Japanese G2P uses pyopenjtalk for text analysis and mora-based phoneme generation.

Main Class

class kokorog2p.ja.JapaneseG2P(language: str = 'ja', use_espeak_fallback: bool = True, use_spacy: bool = False, spacy_model: str = 'ja_core_news_sm', backend: str = 'pyopenjtalk', unk: str = '', load_silver: bool = True, load_gold: bool = True, version: str = '1.0', **kwargs)[source]

Bases: G2PBase

Japanese G2P using pyopenjtalk or cutlet.

Example:
>>> g2p = JapaneseG2P()
>>> tokens = g2p("こんにちは")
__init__(language: str = 'ja', use_espeak_fallback: bool = True, use_spacy: bool = False, spacy_model: str = 'ja_core_news_sm', backend: str = 'pyopenjtalk', unk: str = '', load_silver: bool = True, load_gold: bool = True, version: str = '1.0', **kwargs) None[source]

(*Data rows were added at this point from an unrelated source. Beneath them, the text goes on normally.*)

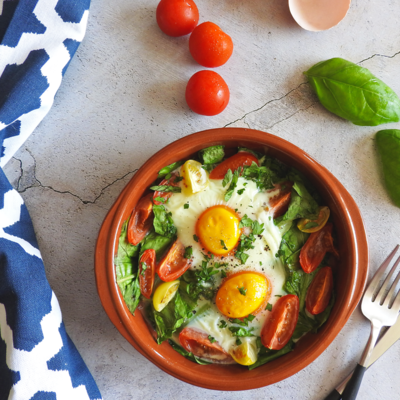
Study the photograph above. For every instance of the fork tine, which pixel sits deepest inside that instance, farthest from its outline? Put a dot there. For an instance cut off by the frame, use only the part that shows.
(388, 301)
(373, 287)
(383, 292)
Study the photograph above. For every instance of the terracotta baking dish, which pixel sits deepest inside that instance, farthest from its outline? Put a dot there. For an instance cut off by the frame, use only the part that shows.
(350, 279)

Initialize the Japanese G2P.

Args:

language: Language code (e.g., ‘ja’, ‘ja-jp’). use_espeak_fallback: Whether to use espeak for unknown words. use_spacy: Reserved for API consistency. Japanese uses

pyopenjtalk/cutlet backends for tokenization and phonemization.

spacy_model: Reserved for API consistency when use_spacy is enabled. backend: Backend to use (“pyopenjtalk” or “cutlet”). unk: Unknown token placeholder. load_silver: If True, load silver tier dictionary if available.

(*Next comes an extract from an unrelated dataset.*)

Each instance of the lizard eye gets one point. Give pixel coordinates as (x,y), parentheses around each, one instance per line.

Currently Japanese doesn’t use dictionary system, so this parameter is reserved for future use and consistency. Defaults to True for consistency.

load_gold: If True, load gold tier dictionary if available.

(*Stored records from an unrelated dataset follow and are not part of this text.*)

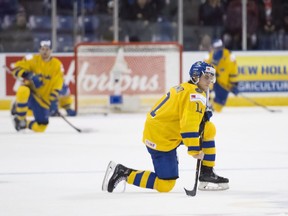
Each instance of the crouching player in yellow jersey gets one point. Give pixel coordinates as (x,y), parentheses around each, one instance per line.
(42,77)
(175,119)
(226,72)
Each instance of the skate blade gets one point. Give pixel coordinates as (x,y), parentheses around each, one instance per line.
(109,171)
(208,186)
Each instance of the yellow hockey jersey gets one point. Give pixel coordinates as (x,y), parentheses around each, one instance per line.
(226,70)
(51,74)
(176,118)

Currently Japanese doesn’t use dictionary system, so this parameter is reserved for future use and consistency. Defaults to True for consistency.

version: Model version (“1.0” for base, “1.1” for multilingual).

Default: “1.0”.

**kwargs: Additional arguments.

property pyopenjtalk

Lazy import of pyopenjtalk.

property cutlet

Lazy initialization of Cutlet backend.

static pron2moras(pron: str) list[str][source]

Convert pronunciation to mora list.

__call__(text: str) list[GToken][source]

Convert text to tokens with phonemes.

Args:

text: Input text to convert.

Returns:

List of GToken objects with phonemes.

lookup(word: str, tag: str | None = None) str | None[source]

Look up a word’s phonemes.

Args:

word: The word to look up. tag: Optional POS tag (ignored for Japanese).

Returns:

Phoneme string or None.

phonemize(text: str) str[source]

Convert text to phonemes.

Args:

text: Input text to convert.

Returns:

Phoneme string.

get_target_model() str[source]

Get the target Kokoro model variant for this G2P instance.

Returns:

Model identifier: version string (“1.1” or “1.0”).

Examples

from kokorog2p.ja import JapaneseG2P

g2p = JapaneseG2P(language="ja")
tokens = g2p("こんにちは世界")

for token in tokens:
    print(f"{token.text} -> {token.phonemes}")

Features

  • pyopenjtalk for full Japanese text analysis

  • Mora-based phoneme generation

  • Automatic pitch accent assignment

  • Japanese numeral handling